I don't know how to solve this. Could someone please help? It's not an assignment or anything, I just haven't taken diffeq or anything, and I'm not sure how to solve something like this. Be it Laplace Transforms or whatever, just please tell me how to solve this.
x"(t) + k/x² = 0
Where x'(0) = v0
And x(0) = x0
It should be:
x"(t) + k/[x(t)]² = 0
x is a function of t, not a constant.
1 Answer
- ecapS trebliHLv 61 decade agoFavorite Answer
Of course this DE describes one-dimensional motion of a particle in an inverse square
force, where
x is the distance of the particle from the center of the earth (for example).

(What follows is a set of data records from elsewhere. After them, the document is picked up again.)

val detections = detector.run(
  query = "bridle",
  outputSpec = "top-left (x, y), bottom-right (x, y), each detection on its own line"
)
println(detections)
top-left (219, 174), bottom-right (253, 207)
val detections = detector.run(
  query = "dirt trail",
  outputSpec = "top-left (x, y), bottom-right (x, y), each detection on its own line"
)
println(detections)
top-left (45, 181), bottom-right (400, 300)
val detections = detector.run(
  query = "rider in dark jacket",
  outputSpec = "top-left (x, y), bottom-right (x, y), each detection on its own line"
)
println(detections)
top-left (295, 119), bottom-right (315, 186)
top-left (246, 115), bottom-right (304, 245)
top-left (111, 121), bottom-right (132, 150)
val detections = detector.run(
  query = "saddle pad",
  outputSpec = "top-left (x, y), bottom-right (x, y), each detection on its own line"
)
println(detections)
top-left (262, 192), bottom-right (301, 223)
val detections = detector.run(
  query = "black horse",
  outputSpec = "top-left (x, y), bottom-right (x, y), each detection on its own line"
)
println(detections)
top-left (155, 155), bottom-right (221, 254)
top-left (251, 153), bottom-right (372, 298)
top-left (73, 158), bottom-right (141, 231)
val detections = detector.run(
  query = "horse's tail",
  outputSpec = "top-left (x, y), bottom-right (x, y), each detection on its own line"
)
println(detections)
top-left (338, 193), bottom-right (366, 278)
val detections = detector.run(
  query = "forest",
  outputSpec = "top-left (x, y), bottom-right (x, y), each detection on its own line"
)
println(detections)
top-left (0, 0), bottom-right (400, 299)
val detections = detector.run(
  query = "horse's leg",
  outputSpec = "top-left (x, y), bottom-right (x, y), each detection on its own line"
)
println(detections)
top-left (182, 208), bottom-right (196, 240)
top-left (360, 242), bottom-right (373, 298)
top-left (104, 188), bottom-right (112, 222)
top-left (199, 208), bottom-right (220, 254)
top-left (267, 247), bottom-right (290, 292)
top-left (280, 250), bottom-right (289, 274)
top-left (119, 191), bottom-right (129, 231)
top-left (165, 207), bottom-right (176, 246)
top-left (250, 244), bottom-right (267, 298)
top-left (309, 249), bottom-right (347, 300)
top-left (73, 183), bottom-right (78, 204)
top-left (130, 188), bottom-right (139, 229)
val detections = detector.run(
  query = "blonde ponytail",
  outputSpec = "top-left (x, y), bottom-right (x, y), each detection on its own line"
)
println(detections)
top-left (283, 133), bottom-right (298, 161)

k > 0 corresponds to an attractive force (gravity); k < 0 to a repulsive (?) force,
between charges of the same sign.
Standard technique: multiply by x'(t).
x"(t) x'(t) + k x'(t) /x(t)^2 = 0
(1/2) (x'(t))^2 -- k / x(t) = E = constant
E can be interpreted as total energy; the 2 terms on the left are kinetic
energy & potential energy,
The kinetic energy is (1/2) m v^2. In this case, mass m = 1; not important,
dx/dt = +/- sqrt (2 (E + k/x(t))
The sign depends on whether the particle is rising or falling.
This is a separable DE:
dt = dx/ sqrt(2(E + k/x))
sqrt(2) t = Int dx/sqrt(E + k/x)
The integral can easily be reduced to k = E = 1 or k = -1, E = 1.
The substitution x = 1/u is supposed to put the integral in a do-able form.
But these days one should use Matlab or Mathematica.